Georgia Bulletin

The Newspaper of the Catholic Archdiocese of Atlanta

Photo By Michael Alexander
Marist School’s Ivy Street Center features 17 state-of-the-art classrooms, a lecture hall, faculty offices, meeting facilities, an enlarged campus shop, and a new gymnasium. At 55,000 square feet, Ivy Street Center is the second largest building on campus.

Atlanta

Marist’s new academic building evokes history

Published June 12, 2014

ATLANTA—Marist School cut the ribbon on its Ivy Street Center, the first addition of an academic building to its campus in more than 20 years.

Ivy Street Center is the signature project in the first phase of a master plan for the Marist School campus. The building’s name recalls Marist School’s original campus on Ivy Street (now Peachtree Center Avenue) in downtown Atlanta.

Student Council co-presidents Christopher Bowman, left, and Katie Hearn, members of the Marist 2014 senior class, had the honor of cutting the ceremonial ribbon during the May 20 dedication of Marist School’s Ivy Street Center, which marked its official opening.

Student Council co-presidents Christopher Bowman, left, and Katie Hearn, members of the Marist 2014 senior class, had the honor of cutting the ceremonial ribbon during the May 20 dedication of Marist School’s Ivy Street Center, which marked its official opening.

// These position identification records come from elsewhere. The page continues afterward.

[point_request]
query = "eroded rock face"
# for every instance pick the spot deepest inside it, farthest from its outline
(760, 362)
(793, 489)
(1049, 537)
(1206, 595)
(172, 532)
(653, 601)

The center includes 17 classrooms, a lecture hall, faculty offices, meeting facilities, an enlarged campus shop, and a new gymnasium. It is a three-story, 55,000-square-foot building. Kuhrt Gymnasium was demolished last June to make way for the new center.

At a dedication ceremony on Tuesday, May 20, more than 450 people got their first look at the $14.6 million center. Student Council co-presidents Christopher Bowman and Katie Hearn, both members of the class of 2014, cut the ribbon to open the new facility.

“A building such as this would not be possible except for the many people who were involved in its creation,” said Marist Father John Harhager, the school president, at the dedication ceremony. “In celebrating the building, we are really celebrating the community that built it.”

The building project was funded by a $35 million fundraising campaign called “The Way. The Hope. The Promise.” General contractors Brasfield & Gorrie built the Ivy Street Center.